Well, the $\text{BREAKING of BONDS REQUIRES ENERGY.....}$

#### Explanation:

$\text{And the making of bonds RELEASES ENERGY.}$

And the goto example is the combustion of hydrocarbons...and we could represent this by say the combustion of propane.....

${C}_{3} {H}_{8} \left(g\right) + 5 {O}_{2} \left(g\right) \rightarrow 3 C {O}_{2} \left(g\right) + 4 {H}_{2} O \left(l\right)$

Given this reaction, CLEARLY, we have to break strong $H - C$, and $C - C$, and $O = O$ bonds.......but WE MAKE, even stronger $C = O$ and $H - O$ bonds, and we may quantitatively measure this energy transfer, i.e........

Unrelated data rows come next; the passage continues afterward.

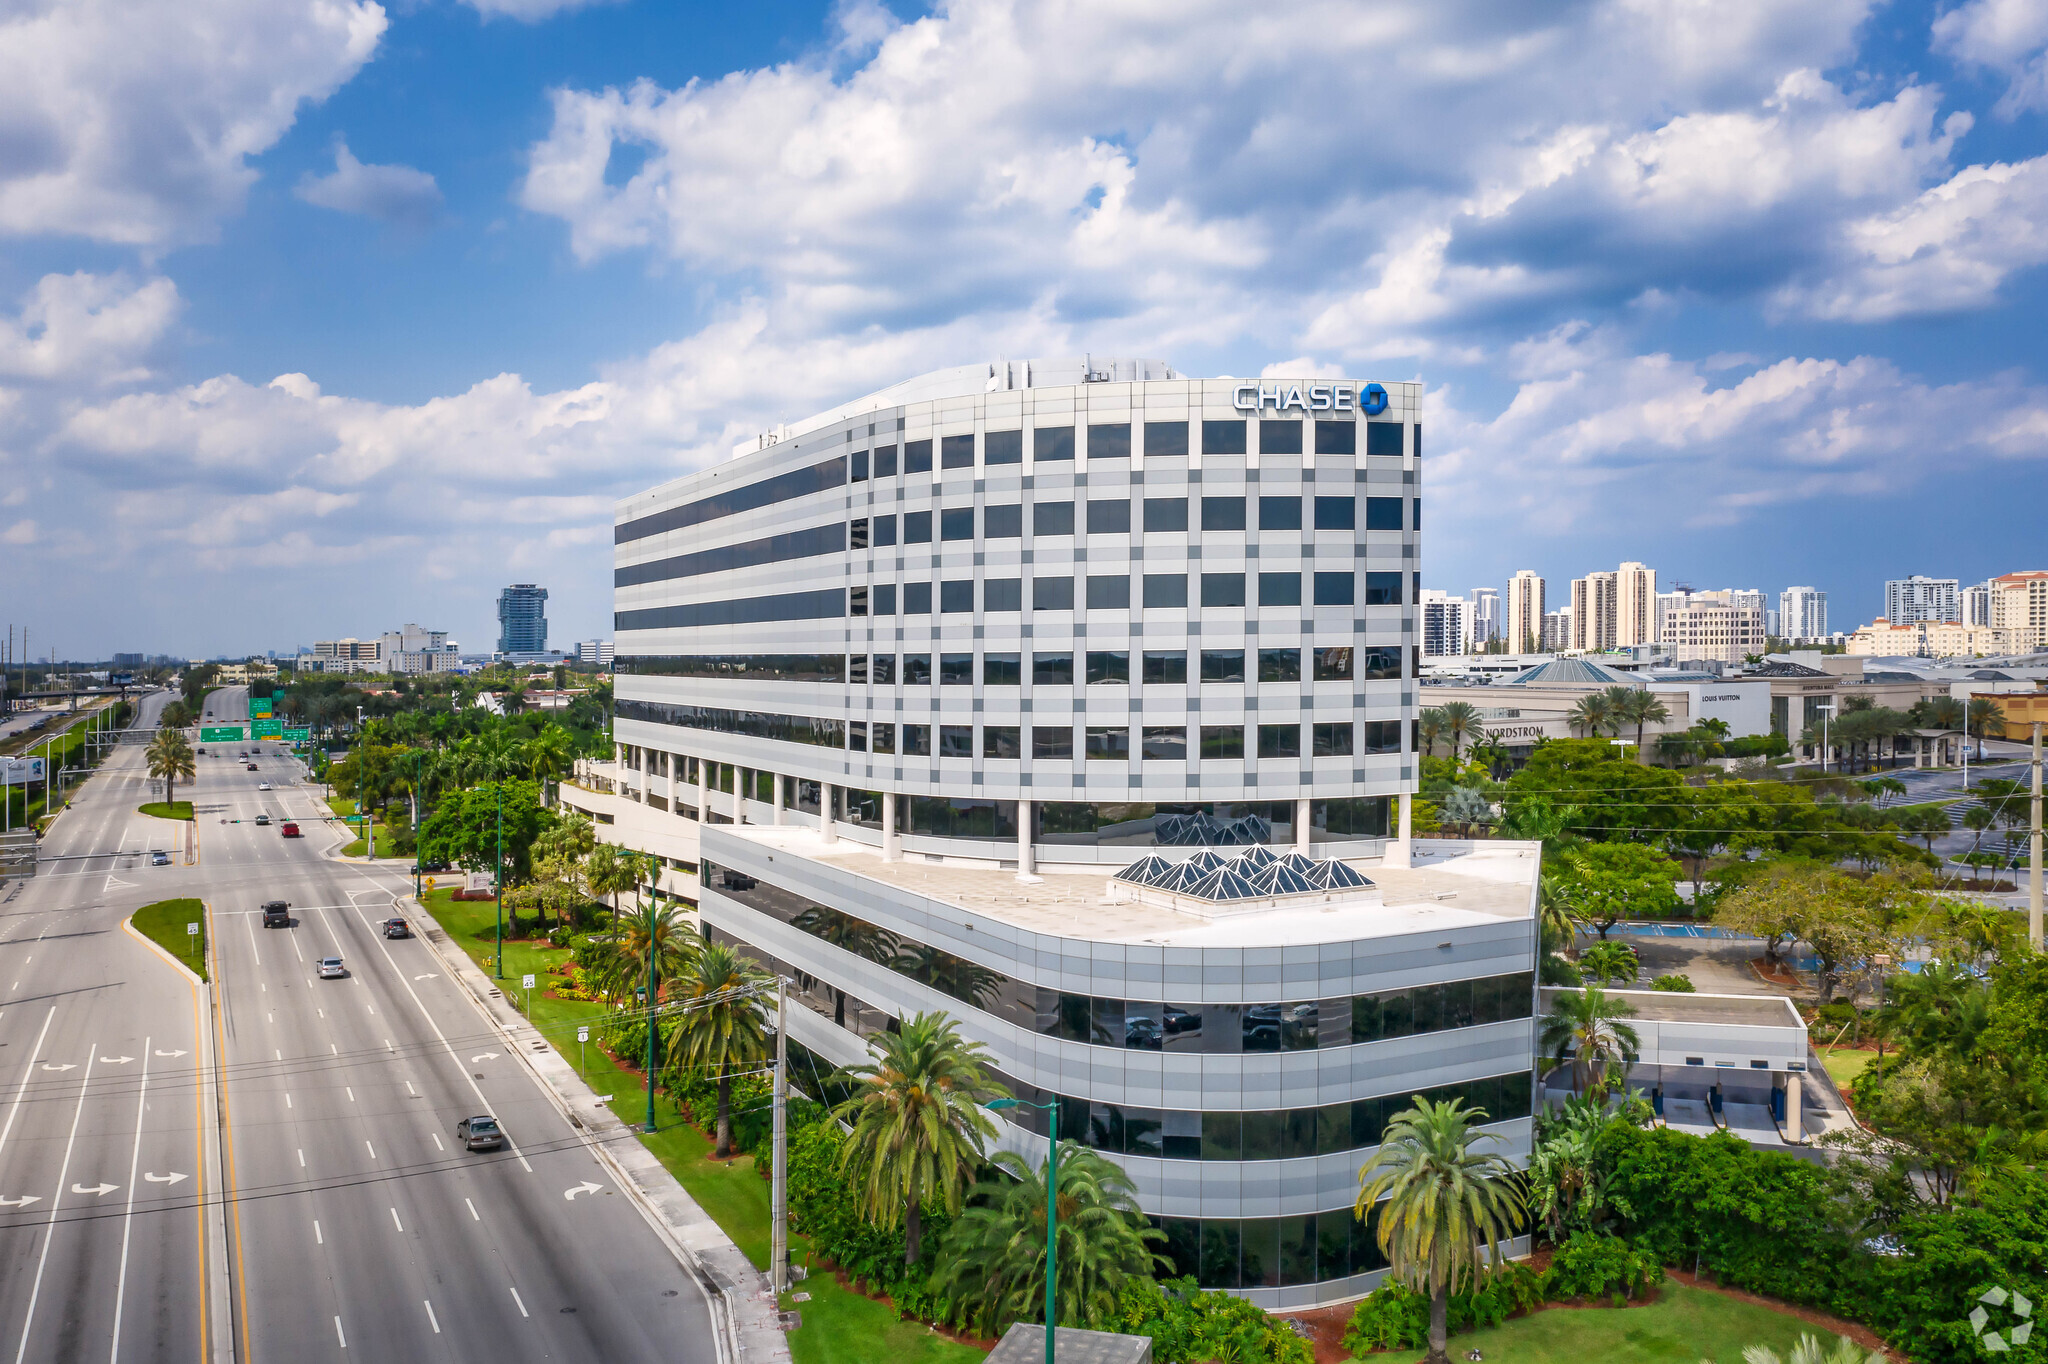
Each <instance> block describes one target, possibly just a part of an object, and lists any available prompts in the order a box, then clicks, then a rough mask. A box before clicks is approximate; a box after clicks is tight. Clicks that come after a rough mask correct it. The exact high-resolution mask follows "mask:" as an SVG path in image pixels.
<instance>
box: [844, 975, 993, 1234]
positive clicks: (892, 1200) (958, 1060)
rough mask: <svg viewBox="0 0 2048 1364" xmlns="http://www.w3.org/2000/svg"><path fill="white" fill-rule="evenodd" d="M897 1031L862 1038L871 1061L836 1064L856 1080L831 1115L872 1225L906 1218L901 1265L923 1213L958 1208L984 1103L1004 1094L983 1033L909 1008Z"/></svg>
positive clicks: (847, 1074) (989, 1123)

${C}_{3} {H}_{8} \left(g\right) + 5 {O}_{2} \left(g\right) \rightarrow 3 C {O}_{2} \left(g\right) + 4 {H}_{2} O \left(l\right) + {\Delta}_{1}$

Here ${\Delta}_{1} \equiv - 2220 \cdot k J \cdot m o {l}^{-} 1$ (the negative sign means that energy is released to the surroundings, i.e. the reaction is exothermic); and this seems to agree with our conception of bond energies inasmuch as we may take values of bond enthalpy from standard tables, and we can calculate enthalpies that agree with the experimental values.

For butane, we could write.....

${C}_{4} {H}_{10} \left(g\right) + \frac{13}{2} {O}_{2} \left(g\right) \rightarrow 4 C {O}_{2} \left(g\right) + 5 {H}_{2} O \left(l\right) + {\Delta}_{2}$

$\text{A priori}$, without looking at experimental data, would you predict that ${\Delta}_{1} > {\Delta}_{2}$ or the converse? Why or why not?

And as to how we use this energy? Well, we use it to drive our cars, and to light and heat our homes, and cook our dinners....